Nationalgeographic.co.id—Evolusi tulisan kuno muncul melalui upaya manusia untuk mencatat berbagai hal. Awalnya, hal ini muncul secara alami dalam konteks tujuan pragmatis, ekonomi, dan administratif, seperti pencatatan perpajakan atau nota penjualan.
Namun, menurut sejarawan Heather Reilly, tulisan juga berkembang untuk merekam dan melestarikan praktik-praktik kultus serta kepercayaan agama.
“Secara bertahap, keyakinan tumbuh bahwa kata-kata tertulis memiliki kekuatan ritualistiknya sendiri; tindakan menuliskan nama dewa atau entitas magis diyakini dapat menyulap atau membangkitkan mereka dengan cara tertentu,” tulis Reilly pada laman The Collector.
Aksara Paku
Aksara paku dibuat sekitar 3.500 SM di selatan Mesopotamia.
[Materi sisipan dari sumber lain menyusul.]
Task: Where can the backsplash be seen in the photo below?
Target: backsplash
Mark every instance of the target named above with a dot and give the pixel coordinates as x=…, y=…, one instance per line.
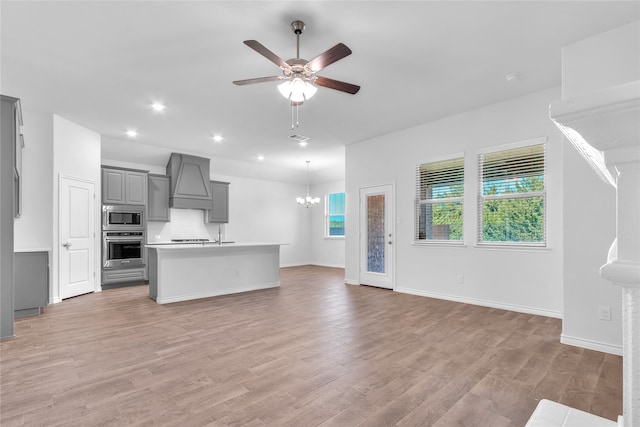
x=185, y=224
Aksara ini digunakan oleh berbagai peradaban dan dapat mengartikulasikan banyak bahasa.
Aksara paku itu sendiri mengalami banyak fase dan gaya karena beragam kegunaannya. Di bawah bangsa Sumeria, aksara ini terutama berbentuk piktografik. Simbol-simbolnya memiliki hubungan yang jelas dengan kata yang mereka gambarkan; misalnya, tanda seorang penguasa adalah seorang pria dengan hiasan kepala.
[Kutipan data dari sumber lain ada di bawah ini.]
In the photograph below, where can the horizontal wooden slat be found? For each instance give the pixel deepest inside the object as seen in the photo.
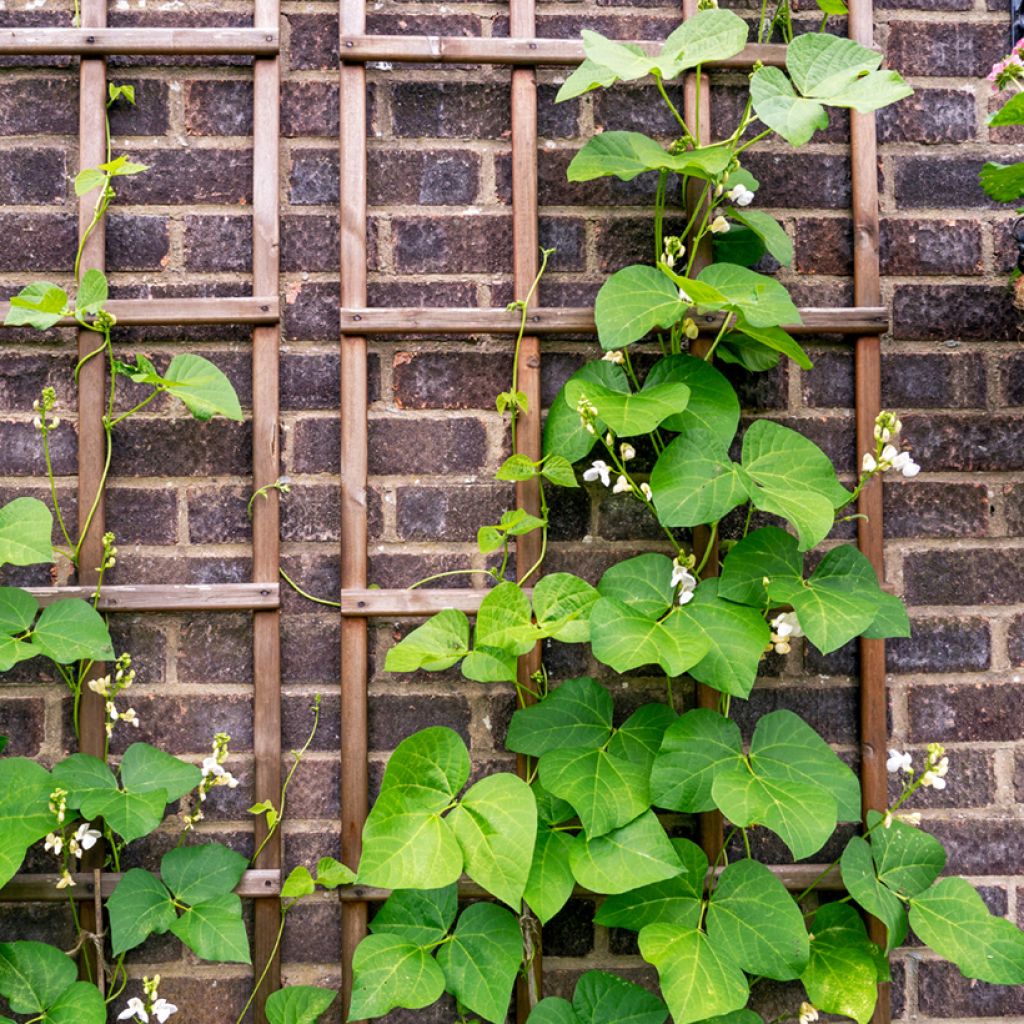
(856, 321)
(105, 42)
(153, 312)
(33, 888)
(460, 49)
(172, 597)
Bangsa Babilonia dan Asyur mengadaptasi piktogram ke dalam aksara yang lebih kompleks. Dalam variasi yang lebih baru ini, tanda-tanda tersebut dapat mewakili suku kata atau huruf yang dapat digabungkan untuk membuat kata-kata independen dari denotasi aslinya.
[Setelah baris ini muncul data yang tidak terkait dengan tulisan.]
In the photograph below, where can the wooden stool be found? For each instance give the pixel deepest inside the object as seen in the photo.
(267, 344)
“Mereka yang dilatih untuk membaca dan menulis paku-pakuan sebagian besar adalah para juru tulis atau pendeta dimana bagi penduduk yang sebagian besar buta huruf pasti tampak misterius,” kata Reilly.
Penemuan tulisan paku dengan cepat mengilhami gagasan tentang doa tertulis kepada para dewa serta kutukan. Mantra-mantra ini muncul pada berbagai benda, mulai dari mangkuk hingga jimat.
Reilly mengungkapkan, kutukan tertulis telah ditemukan di beberapa kuburan termasuk kutukan terkenal yang tertulis di dinding makam Ratu Yaba, istri Raja Tiglath-Pileser III.
Kutukan tersebut menyatakan bahwa siapa pun yang menodainya tidak akan menerima persembahan di alam baka dan akan "gelisah selama-lamanya".